Leroux therefore expects more fiscal stimulus implemented wherever elections will be held this year.

Also he believes the ECB might not be able to keep its accommodating policy on the long term because of the inflation revival.

Carmignac expects the global growth to remain weak but tend to synchronisation as central banks behave differently.

Defensive stance on fixed income

Rose Ouahba, head of Fixed Income at Carmignac, has drawn attention to the defensive positioning of the firm on the asset class.

The fixed income team keeps a negative stance on US rates which will continue to rise she said and therefore has hedged portfolios against interests’ rise.

Ouahba stressed that the adjustment of long-term yields has started in the US where “the inflation premium has been rebuilt into the rate curve” while inflation premium remains underestimated in European interest rates. Carmignac’s fixed income chief awaits a catch up of European rates with US rates.

Ouahba highlighted the possibility of a taper tantrum episode in Europe that would strengthen the euro.

On the European credit side, she underlined that credit leverage is reaching a peak while bond yields have crashed to record lows. For the first time, the Eurostoxx yield exceeds that of the European high yield market, she said.

Ouahba sees opportunities on the European subordinated bank debt segment (CoCos), she named still an undervalued asset class. Bank Core Tier 1 CoCos have only been rising for the last six years, she pointed out.

Regarding currencies, Carmignac has massively lowered its exposure to currency risk. The dollar is set to face a very sharp appreciation against the yen and the euro while the yen will remain weak due to the action of the Bank of Japan, Ouahba exposed.
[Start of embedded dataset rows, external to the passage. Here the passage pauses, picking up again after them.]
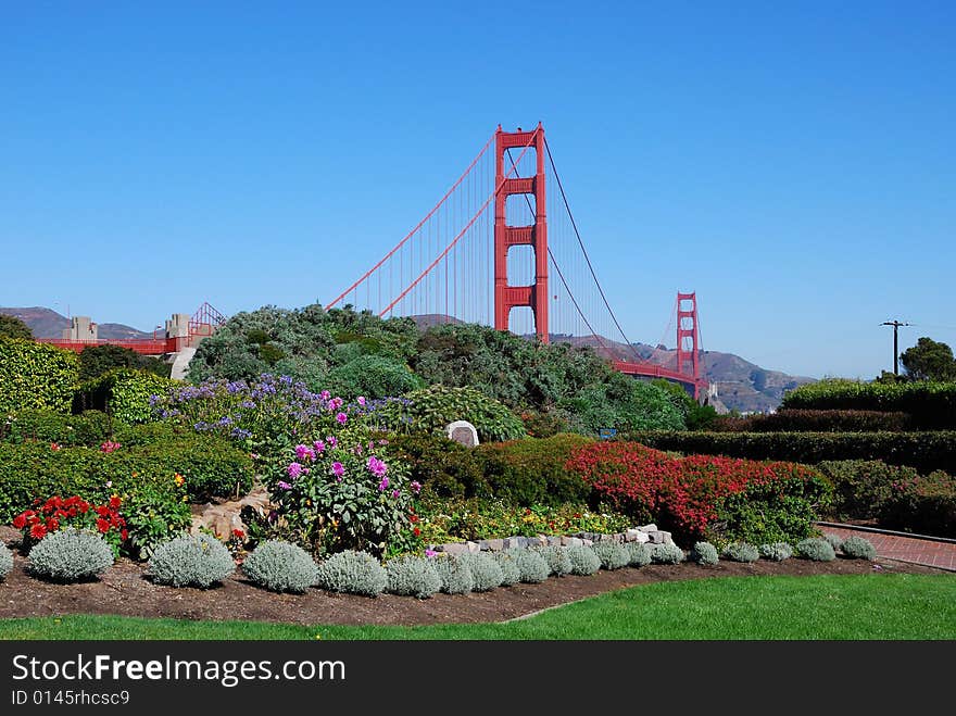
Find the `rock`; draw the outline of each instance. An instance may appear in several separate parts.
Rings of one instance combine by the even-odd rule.
[[[455,420],[449,423],[444,427],[450,440],[460,442],[466,448],[474,448],[478,444],[478,430],[468,420]]]

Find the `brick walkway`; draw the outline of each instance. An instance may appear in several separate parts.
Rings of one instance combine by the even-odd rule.
[[[823,532],[830,532],[842,538],[858,535],[869,540],[877,548],[877,555],[888,560],[901,562],[915,562],[930,567],[952,569],[956,571],[956,543],[934,542],[914,537],[900,537],[896,535],[880,535],[861,529],[848,529],[843,527],[829,527],[820,525]]]

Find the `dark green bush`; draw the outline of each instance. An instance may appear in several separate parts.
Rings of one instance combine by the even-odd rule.
[[[78,359],[32,340],[0,337],[0,413],[41,409],[68,413]]]
[[[54,411],[20,411],[0,424],[3,442],[55,442],[61,445],[99,447],[110,438],[110,416],[100,411],[65,415]]]
[[[745,417],[722,415],[707,429],[714,432],[901,432],[910,425],[907,413],[782,410]]]
[[[584,503],[591,488],[565,464],[575,448],[594,442],[579,435],[556,435],[543,440],[514,440],[475,448],[491,494],[520,505]]]
[[[161,378],[153,373],[117,368],[83,384],[74,401],[77,410],[98,410],[124,423],[147,423],[153,419],[152,395],[165,395],[177,380]]]
[[[658,450],[816,464],[882,460],[921,473],[956,472],[956,431],[927,432],[634,432],[626,439]]]
[[[956,427],[956,382],[820,380],[783,398],[783,407],[908,413],[916,429]]]

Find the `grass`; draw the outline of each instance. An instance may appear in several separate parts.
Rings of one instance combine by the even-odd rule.
[[[423,605],[427,608],[427,604]],[[734,577],[656,582],[503,624],[424,627],[189,621],[118,616],[2,619],[2,639],[956,639],[956,578]]]

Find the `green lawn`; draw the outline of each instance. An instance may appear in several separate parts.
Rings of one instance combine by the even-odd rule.
[[[428,608],[427,603],[423,608]],[[2,639],[956,639],[956,576],[657,582],[507,624],[340,627],[114,616],[0,620]]]

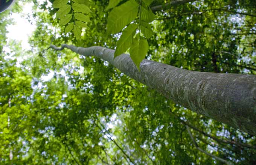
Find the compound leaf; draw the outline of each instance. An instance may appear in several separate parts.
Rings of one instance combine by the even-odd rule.
[[[148,49],[147,40],[140,37],[139,33],[137,34],[130,48],[130,56],[139,70],[140,62],[145,58]]]
[[[69,14],[61,18],[59,21],[59,26],[63,26],[66,25],[69,22],[69,21],[72,18],[72,14]]]
[[[81,29],[77,25],[75,25],[74,26],[74,35],[78,39],[81,38]]]
[[[147,38],[149,38],[153,34],[154,32],[151,29],[151,26],[148,23],[144,21],[140,22],[140,30],[141,32]]]
[[[76,25],[80,26],[81,27],[88,27],[87,25],[83,22],[80,21],[76,21],[75,22]]]
[[[74,28],[74,22],[70,22],[65,28],[65,33],[67,33],[72,30]]]
[[[108,34],[116,33],[137,16],[139,4],[134,0],[130,0],[114,8],[109,14],[107,25]]]
[[[74,16],[75,16],[75,18],[79,21],[84,22],[91,22],[88,16],[85,15],[81,13],[75,13],[74,14]]]
[[[150,9],[141,8],[141,20],[148,22],[151,22],[155,19],[155,15]]]
[[[55,0],[52,3],[53,8],[61,8],[69,2],[69,0]]]
[[[122,1],[122,0],[110,0],[109,3],[106,8],[106,10],[109,10],[116,7]]]
[[[116,44],[115,57],[125,52],[131,46],[133,37],[135,34],[138,26],[137,24],[131,24],[123,30],[120,39]]]
[[[69,14],[71,10],[71,6],[69,4],[65,4],[61,6],[56,12],[56,18],[63,17],[66,15]]]
[[[84,4],[74,3],[72,5],[72,8],[75,12],[81,12],[82,13],[91,12],[88,6]]]
[[[149,4],[152,3],[154,0],[142,0],[142,1],[147,5],[148,6],[149,6]]]

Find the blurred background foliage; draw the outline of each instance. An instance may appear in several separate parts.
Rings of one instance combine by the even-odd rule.
[[[206,152],[256,164],[255,136],[174,103],[101,59],[46,50],[50,43],[114,49],[119,35],[106,33],[108,0],[90,1],[91,22],[80,40],[58,27],[53,0],[20,1],[0,14],[0,164],[222,164],[197,149],[186,126]],[[24,51],[6,41],[6,26],[31,2],[37,27]],[[154,12],[146,58],[256,73],[254,0],[195,1]]]

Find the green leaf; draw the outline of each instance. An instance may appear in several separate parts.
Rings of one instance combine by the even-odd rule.
[[[122,1],[122,0],[110,0],[108,5],[106,8],[106,10],[109,10],[114,7],[116,7]]]
[[[81,27],[88,27],[87,25],[83,22],[80,21],[77,21],[75,22],[75,24],[76,25],[80,26]]]
[[[115,57],[125,52],[131,46],[133,36],[135,34],[138,26],[137,24],[131,24],[123,30],[120,38],[116,44],[116,49],[114,53]]]
[[[149,6],[149,4],[150,4],[154,0],[142,0],[143,2],[148,6]]]
[[[151,22],[155,19],[155,15],[150,9],[141,8],[141,20],[145,22]]]
[[[75,16],[75,18],[76,20],[81,21],[84,22],[91,22],[91,21],[90,20],[90,18],[88,16],[85,15],[81,13],[75,13],[75,14],[74,14],[74,15]]]
[[[61,8],[69,2],[69,0],[55,0],[52,3],[53,8]]]
[[[65,33],[67,33],[72,30],[74,28],[74,22],[70,22],[65,28]]]
[[[140,22],[140,30],[141,32],[146,38],[149,38],[154,34],[153,30],[151,28],[151,26],[145,22]]]
[[[75,36],[78,39],[81,38],[81,29],[77,26],[75,25],[74,26],[74,34]]]
[[[72,1],[78,3],[85,4],[87,6],[90,6],[90,4],[88,0],[72,0]]]
[[[59,26],[63,26],[67,24],[69,22],[71,18],[72,18],[72,14],[67,14],[66,16],[61,18],[59,21]]]
[[[114,8],[108,16],[107,33],[118,33],[136,18],[139,6],[134,0],[130,0]]]
[[[71,10],[71,6],[69,4],[65,4],[61,6],[56,12],[56,18],[63,17],[65,15],[69,14]]]
[[[147,40],[140,37],[139,33],[137,34],[135,38],[133,40],[130,48],[130,56],[139,70],[140,62],[145,58],[148,49]]]
[[[84,4],[75,3],[72,4],[72,8],[75,12],[81,12],[82,13],[91,12],[88,6]]]

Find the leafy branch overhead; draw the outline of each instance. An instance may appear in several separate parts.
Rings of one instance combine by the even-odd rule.
[[[129,0],[116,7],[121,1],[110,1],[106,10],[114,8],[109,14],[107,32],[116,33],[125,28],[117,42],[114,57],[130,48],[131,58],[139,70],[140,62],[145,58],[148,48],[146,39],[149,38],[153,34],[148,24],[154,19],[154,15],[149,8],[153,0],[140,0],[137,2]],[[132,24],[127,26],[132,22]]]
[[[139,69],[140,62],[145,58],[148,48],[146,39],[154,34],[149,24],[154,19],[149,8],[153,0],[129,0],[120,4],[122,1],[110,0],[106,10],[113,9],[108,16],[107,33],[115,34],[122,32],[117,42],[114,57],[130,48],[131,58]],[[56,18],[60,19],[60,26],[66,26],[66,33],[73,30],[77,38],[81,37],[81,28],[88,27],[86,22],[90,21],[89,16],[85,14],[91,12],[87,6],[89,4],[88,0],[54,1],[53,7],[59,8]]]
[[[56,0],[52,5],[53,8],[59,8],[56,18],[59,19],[59,26],[66,26],[65,33],[73,30],[77,38],[81,37],[81,29],[88,28],[87,23],[90,22],[85,14],[91,12],[88,5],[88,0]]]

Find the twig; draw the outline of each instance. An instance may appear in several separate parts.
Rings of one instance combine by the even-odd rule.
[[[219,157],[218,157],[217,156],[215,156],[215,155],[213,155],[212,154],[209,153],[208,152],[206,152],[206,151],[202,149],[201,148],[200,148],[199,147],[198,147],[198,145],[197,145],[197,142],[195,141],[195,139],[193,137],[193,135],[192,135],[192,134],[191,133],[191,132],[190,131],[190,130],[189,130],[189,127],[188,126],[186,125],[186,127],[187,128],[187,132],[188,132],[189,134],[189,136],[190,136],[190,138],[191,138],[191,140],[192,140],[192,141],[193,141],[193,143],[194,143],[194,145],[195,146],[196,148],[199,151],[201,151],[202,152],[203,152],[206,154],[218,160],[219,161],[220,161],[221,162],[222,162],[224,163],[225,163],[227,165],[231,165],[232,164],[229,162],[227,161],[226,160],[223,159]]]
[[[256,146],[252,146],[250,144],[245,144],[245,143],[239,143],[238,142],[236,141],[230,141],[229,140],[222,140],[222,139],[219,139],[218,138],[214,136],[213,136],[211,135],[209,135],[206,132],[204,132],[202,130],[200,130],[200,129],[198,129],[198,128],[197,128],[196,127],[195,127],[192,125],[191,125],[189,123],[188,123],[187,122],[185,122],[184,120],[183,120],[181,119],[180,118],[177,116],[176,115],[174,114],[172,112],[170,111],[170,113],[172,114],[173,115],[174,115],[177,118],[178,118],[180,122],[183,123],[183,124],[186,125],[186,126],[187,126],[189,127],[190,127],[190,128],[192,128],[193,129],[194,129],[195,130],[199,132],[200,133],[203,134],[203,135],[206,136],[208,137],[209,137],[209,138],[212,138],[212,139],[215,140],[215,141],[218,142],[222,142],[222,143],[227,143],[227,144],[233,144],[233,145],[236,145],[240,147],[242,147],[242,148],[244,148],[245,147],[247,147],[247,148],[254,148],[254,149],[256,149]]]
[[[124,151],[123,151],[123,149],[122,149],[122,148],[121,148],[121,147],[118,145],[118,144],[117,144],[116,143],[116,141],[115,141],[114,140],[113,140],[113,139],[112,138],[111,138],[111,137],[109,137],[109,136],[108,135],[107,135],[107,134],[106,134],[105,132],[104,132],[103,131],[102,131],[102,129],[101,128],[101,127],[100,127],[98,124],[97,124],[95,123],[95,122],[94,121],[93,121],[93,123],[94,123],[94,124],[95,124],[95,125],[98,128],[99,128],[99,129],[100,129],[100,130],[102,130],[102,132],[103,133],[103,134],[104,134],[105,135],[107,136],[107,137],[109,140],[111,140],[112,141],[113,141],[113,142],[114,142],[114,144],[116,145],[116,146],[117,147],[118,147],[119,149],[120,149],[120,150],[121,150],[121,151],[122,151],[122,152],[123,153],[123,154],[125,155],[125,156],[124,157],[124,158],[125,158],[125,160],[126,160],[126,161],[127,162],[127,163],[128,163],[128,164],[130,164],[130,163],[129,163],[129,161],[128,161],[128,160],[127,159],[126,159],[126,158],[129,159],[129,160],[130,160],[130,161],[133,164],[134,164],[134,162],[133,162],[133,161],[131,160],[131,158],[130,158],[130,156],[128,156],[128,155],[126,154],[126,153],[125,153],[125,152],[124,152]],[[104,129],[105,130],[105,129]]]

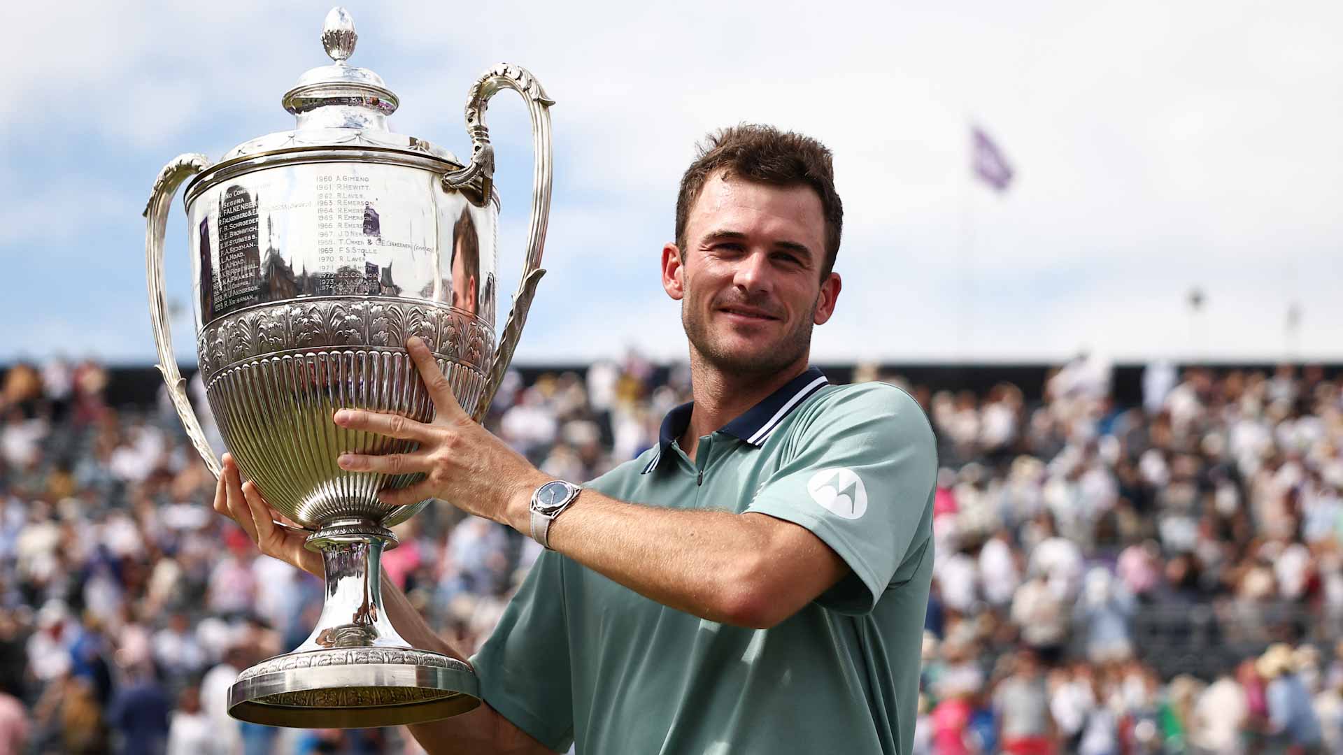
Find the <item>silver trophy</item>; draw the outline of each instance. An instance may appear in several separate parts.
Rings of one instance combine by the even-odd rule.
[[[197,353],[219,431],[243,476],[310,531],[326,566],[317,627],[294,652],[239,674],[228,712],[293,727],[383,727],[442,719],[479,704],[471,669],[412,649],[388,622],[380,559],[389,527],[427,501],[388,506],[377,492],[416,474],[345,472],[342,451],[406,453],[415,445],[337,427],[342,407],[420,422],[434,407],[406,340],[438,357],[462,407],[479,420],[508,369],[544,270],[551,204],[553,102],[524,69],[498,64],[471,87],[463,164],[427,141],[388,130],[398,98],[383,79],[346,63],[355,24],[326,16],[333,63],[285,94],[294,130],[244,142],[218,163],[183,154],[164,167],[145,208],[149,314],[158,369],[196,450],[219,474],[187,400],[164,301],[168,210],[187,184]],[[485,128],[490,98],[526,101],[536,152],[522,281],[498,345],[494,336],[498,195]]]

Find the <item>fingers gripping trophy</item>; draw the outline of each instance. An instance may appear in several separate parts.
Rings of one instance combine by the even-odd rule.
[[[388,528],[427,501],[392,506],[377,493],[422,476],[346,472],[336,462],[341,453],[407,453],[415,443],[338,427],[332,416],[364,408],[430,422],[434,404],[406,349],[418,337],[479,420],[544,273],[553,102],[541,85],[508,64],[475,82],[463,164],[388,130],[398,98],[377,74],[348,63],[355,42],[349,13],[333,9],[322,28],[332,64],[305,73],[283,98],[295,128],[244,142],[219,163],[175,159],[145,210],[158,368],[187,433],[220,474],[187,400],[164,301],[164,230],[184,181],[210,407],[242,474],[285,527],[310,532],[305,547],[326,570],[313,633],[294,652],[243,670],[230,691],[230,715],[269,725],[412,724],[479,704],[470,666],[412,649],[383,611],[380,558],[396,545]],[[526,101],[536,163],[522,282],[496,341],[500,204],[485,110],[504,89]]]

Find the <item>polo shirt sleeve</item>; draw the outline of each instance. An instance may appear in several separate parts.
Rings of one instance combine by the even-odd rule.
[[[928,537],[936,443],[919,403],[892,386],[819,400],[826,403],[799,419],[804,425],[786,441],[792,447],[747,512],[806,527],[834,549],[851,574],[817,602],[865,614]]]
[[[544,551],[471,657],[481,699],[545,747],[573,744],[564,558]]]

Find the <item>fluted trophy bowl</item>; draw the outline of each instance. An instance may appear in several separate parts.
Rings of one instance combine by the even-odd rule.
[[[230,715],[261,724],[411,724],[479,704],[471,669],[411,648],[383,610],[380,559],[391,527],[427,501],[389,506],[377,493],[419,476],[340,469],[341,453],[387,454],[411,441],[348,430],[340,408],[419,422],[434,407],[406,351],[422,339],[462,407],[481,419],[522,330],[549,211],[552,102],[517,66],[486,71],[467,95],[471,160],[392,133],[398,98],[351,66],[353,21],[333,9],[322,28],[332,64],[285,94],[295,129],[234,148],[218,163],[171,161],[154,183],[145,258],[160,369],[197,451],[219,461],[187,400],[167,324],[164,231],[184,192],[192,309],[205,396],[224,445],[266,501],[322,553],[326,601],[308,639],[243,670]],[[485,126],[489,99],[518,91],[532,116],[536,171],[522,282],[496,336],[498,196]]]

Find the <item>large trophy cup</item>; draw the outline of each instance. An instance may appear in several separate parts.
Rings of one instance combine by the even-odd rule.
[[[287,727],[383,727],[453,716],[479,704],[470,666],[412,649],[383,611],[380,558],[389,527],[427,501],[387,506],[377,492],[419,476],[341,470],[342,451],[404,453],[414,443],[337,427],[342,407],[420,422],[432,404],[404,344],[423,339],[462,407],[479,420],[508,368],[540,269],[551,203],[551,117],[541,85],[498,64],[471,87],[471,160],[388,130],[398,98],[346,63],[355,26],[326,16],[334,60],[285,94],[294,130],[247,141],[219,163],[183,154],[154,181],[145,230],[149,313],[160,371],[196,450],[219,474],[177,371],[164,301],[163,246],[172,197],[184,197],[197,353],[219,431],[243,476],[310,531],[326,566],[326,601],[294,652],[239,674],[228,712]],[[522,282],[494,340],[498,195],[485,128],[490,98],[516,90],[536,152]],[[195,177],[192,177],[195,176]]]

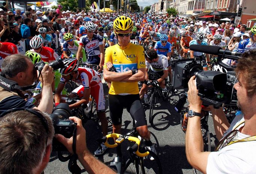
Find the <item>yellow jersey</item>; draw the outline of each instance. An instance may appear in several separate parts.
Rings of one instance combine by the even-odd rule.
[[[142,46],[129,43],[122,47],[116,44],[107,48],[105,54],[104,68],[106,63],[110,62],[119,73],[134,69],[145,68],[144,50]],[[139,94],[138,83],[112,82],[109,89],[110,94]]]

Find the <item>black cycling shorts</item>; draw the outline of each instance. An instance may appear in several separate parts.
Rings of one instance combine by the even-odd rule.
[[[112,123],[122,123],[123,107],[126,108],[135,122],[135,127],[147,125],[146,114],[138,94],[126,95],[108,94],[108,106]]]

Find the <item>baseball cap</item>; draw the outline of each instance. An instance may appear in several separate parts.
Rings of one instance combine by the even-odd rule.
[[[39,11],[39,10],[36,11],[36,12],[37,15],[39,15],[39,14],[42,13],[43,12],[41,12],[41,11]]]
[[[241,32],[239,32],[239,31],[236,32],[236,33],[234,33],[233,34],[233,35],[232,36],[233,37],[241,37],[241,35],[242,35],[242,33],[241,33]]]
[[[240,30],[238,28],[236,28],[234,29],[234,33],[236,33],[238,31],[239,31]]]
[[[214,24],[212,25],[212,26],[216,28],[219,28],[219,25],[217,24]]]
[[[249,33],[245,33],[244,34],[243,34],[242,36],[246,36],[250,37],[250,35],[249,35]]]
[[[36,22],[41,23],[42,22],[42,21],[39,19],[37,19],[36,20]]]

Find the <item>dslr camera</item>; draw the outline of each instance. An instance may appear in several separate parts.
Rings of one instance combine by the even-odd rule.
[[[53,68],[54,71],[60,68],[65,67],[63,62],[62,62],[62,60],[61,59],[53,61],[50,63],[48,65]],[[41,73],[45,65],[45,63],[43,61],[40,61],[35,64],[35,69],[36,70],[38,70],[39,72]]]
[[[195,76],[198,95],[203,104],[213,105],[215,108],[221,107],[223,104],[236,106],[237,98],[236,91],[234,88],[236,82],[235,73],[233,71],[235,68],[223,63],[222,60],[224,58],[237,59],[241,54],[221,49],[220,47],[217,46],[193,45],[192,48],[191,46],[190,47],[191,50],[218,55],[218,64],[230,71],[226,73],[218,71],[204,71],[200,60],[174,60],[171,64],[173,88],[188,88],[190,77]],[[180,110],[179,109],[176,110]]]

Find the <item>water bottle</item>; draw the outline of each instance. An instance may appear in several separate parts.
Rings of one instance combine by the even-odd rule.
[[[92,105],[92,99],[90,97],[89,99],[89,102],[87,103],[87,108],[84,109],[84,112],[86,113],[88,113],[91,111],[91,106]]]

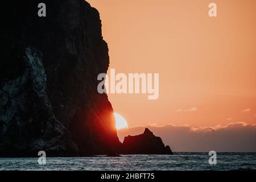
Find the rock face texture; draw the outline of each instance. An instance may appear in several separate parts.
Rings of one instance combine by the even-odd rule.
[[[1,6],[0,156],[119,151],[112,107],[97,90],[109,64],[98,11],[84,0]]]
[[[162,139],[148,129],[141,135],[125,137],[122,150],[123,154],[174,154],[170,147],[164,146]]]

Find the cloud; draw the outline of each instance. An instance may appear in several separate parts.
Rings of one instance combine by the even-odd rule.
[[[118,130],[118,137],[122,142],[126,136],[142,133],[145,127]],[[241,122],[209,127],[168,124],[147,127],[174,151],[256,152],[256,124]]]
[[[195,111],[197,111],[198,110],[197,107],[192,107],[191,109],[180,109],[178,110],[176,110],[176,112],[195,112]]]

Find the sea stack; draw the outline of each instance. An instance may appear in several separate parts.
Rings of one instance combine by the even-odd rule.
[[[161,138],[156,136],[148,129],[142,134],[125,137],[123,154],[174,154],[168,146],[165,146]]]

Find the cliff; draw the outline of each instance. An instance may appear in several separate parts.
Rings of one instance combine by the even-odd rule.
[[[1,6],[0,156],[118,151],[112,107],[97,90],[109,64],[98,11],[84,0]]]
[[[162,139],[148,129],[142,134],[125,137],[122,150],[124,154],[174,154],[170,147],[164,146]]]

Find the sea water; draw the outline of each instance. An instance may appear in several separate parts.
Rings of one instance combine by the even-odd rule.
[[[122,155],[122,157],[0,158],[0,170],[256,170],[255,152],[217,152],[210,165],[206,152]]]

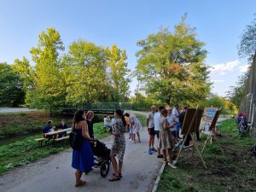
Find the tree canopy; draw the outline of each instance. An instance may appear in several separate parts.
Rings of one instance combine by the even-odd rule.
[[[255,18],[247,25],[241,37],[238,44],[238,55],[241,58],[247,58],[249,61],[253,61],[256,54],[256,14]]]
[[[137,42],[137,73],[148,96],[170,102],[196,103],[210,90],[204,43],[185,16],[174,32],[160,28],[156,34]]]
[[[0,63],[0,106],[17,106],[24,102],[22,80],[7,63]]]

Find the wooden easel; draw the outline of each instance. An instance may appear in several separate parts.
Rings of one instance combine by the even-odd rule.
[[[204,149],[205,149],[205,148],[206,148],[206,146],[207,146],[207,142],[208,142],[209,140],[210,140],[210,143],[212,144],[212,138],[214,138],[215,141],[216,141],[216,142],[218,143],[218,140],[217,140],[217,138],[216,138],[216,136],[212,136],[212,131],[215,129],[216,123],[217,123],[217,120],[218,120],[218,116],[219,116],[219,113],[220,113],[220,110],[221,110],[221,108],[220,108],[219,109],[218,109],[218,110],[216,111],[215,114],[214,114],[213,119],[212,119],[212,123],[211,123],[211,125],[210,125],[210,127],[209,127],[209,132],[207,134],[207,140],[205,141],[204,146],[203,146],[203,148],[202,148],[201,153],[203,153],[203,151],[204,151]],[[202,133],[203,133],[203,131],[201,132],[201,134],[202,134]],[[222,153],[223,153],[223,154],[224,154],[224,151],[222,150],[221,148],[220,148],[220,150],[222,151]]]
[[[199,126],[200,126],[200,123],[201,123],[201,119],[202,117],[202,113],[203,113],[203,110],[202,109],[199,109],[198,108],[188,108],[187,112],[186,112],[186,115],[183,120],[183,124],[182,126],[182,134],[185,135],[185,138],[183,139],[183,141],[182,142],[182,148],[179,148],[178,151],[178,154],[177,156],[177,161],[180,156],[180,154],[182,152],[182,150],[183,149],[183,145],[184,143],[189,136],[189,134],[193,134],[191,136],[192,138],[192,144],[188,146],[187,148],[191,148],[192,147],[192,156],[194,154],[194,148],[195,148],[195,150],[197,151],[199,157],[204,166],[205,168],[207,168],[207,165],[201,156],[201,154],[200,152],[200,150],[198,149],[197,144],[196,144],[196,141],[195,141],[195,132],[197,131],[199,131]]]

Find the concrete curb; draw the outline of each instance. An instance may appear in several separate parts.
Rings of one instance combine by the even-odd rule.
[[[153,189],[152,189],[151,192],[156,192],[157,188],[158,188],[158,184],[160,183],[161,175],[163,174],[163,172],[165,170],[166,165],[166,163],[162,164],[162,166],[161,166],[160,170],[159,171],[159,173],[157,174],[157,177],[156,177],[156,180],[155,180],[155,182],[154,183],[154,186],[153,186]]]

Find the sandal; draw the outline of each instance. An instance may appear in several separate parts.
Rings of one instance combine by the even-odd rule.
[[[80,187],[80,186],[83,186],[83,185],[84,185],[84,184],[86,184],[86,181],[82,181],[82,180],[80,180],[80,182],[79,183],[76,183],[75,184],[75,187],[77,188],[77,187]]]
[[[112,174],[113,176],[115,176],[114,172]],[[123,177],[122,176],[122,173],[119,173],[119,176],[120,178]]]
[[[118,180],[120,180],[120,177],[119,176],[119,177],[117,177],[117,176],[112,176],[110,178],[108,178],[108,181],[111,181],[111,182],[113,182],[113,181],[118,181]]]

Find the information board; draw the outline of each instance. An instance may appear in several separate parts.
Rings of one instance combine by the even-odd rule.
[[[212,122],[218,108],[206,107],[204,109],[204,121]]]

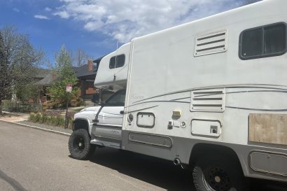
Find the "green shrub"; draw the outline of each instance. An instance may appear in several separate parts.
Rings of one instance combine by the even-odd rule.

EM: Commodities producers and exporters winners

Carmignac’s head of EM equities Xavier Hovasse and Charles Zerah, portfolio manager of Carmignac Portfolio Global Bond, have dismissed investors’ main concern around emerging markets.

Fed rate hikes are not necessarily negative for emerging markets’ stocks, they said, when looking at historical data.

Commodities’ producers and exporters benefit the most from the current economic environment in the EM space.

Brazil and Russia which have both faced a sharp rebound remain among the countries favoured by Carmignac.

Zerah identified Russia as “the main beneficiary of higher oil prices” with an improvement in the country’s political risk related to the election of Donald Trump.

The jewel in the EM universe could be India that Hovasse ranked as favourite country in Asia despite the withdrawal of 500 rupee and 1000 rupee notes at the end of last year, that created chaos in the country.

Hovasse and Zerah said demonetisation will have a negative impact on the short term but will be positive on the mid-long term.

Bank deposits have risen in India. Indian banks are now well positioned to finance and support Indian economy, they argued.

The duo remains cautious towards Mexico after Trump’s election, especially on manufacturers exposed to the US market.

In addition, political risk has increased dramatically, even more after Carmignac’s meeting since Donald Trump signed a decree to immediately launch the building of a wall on the US border with Mexico, that could be financed by a 20% tax on imports from Mexico.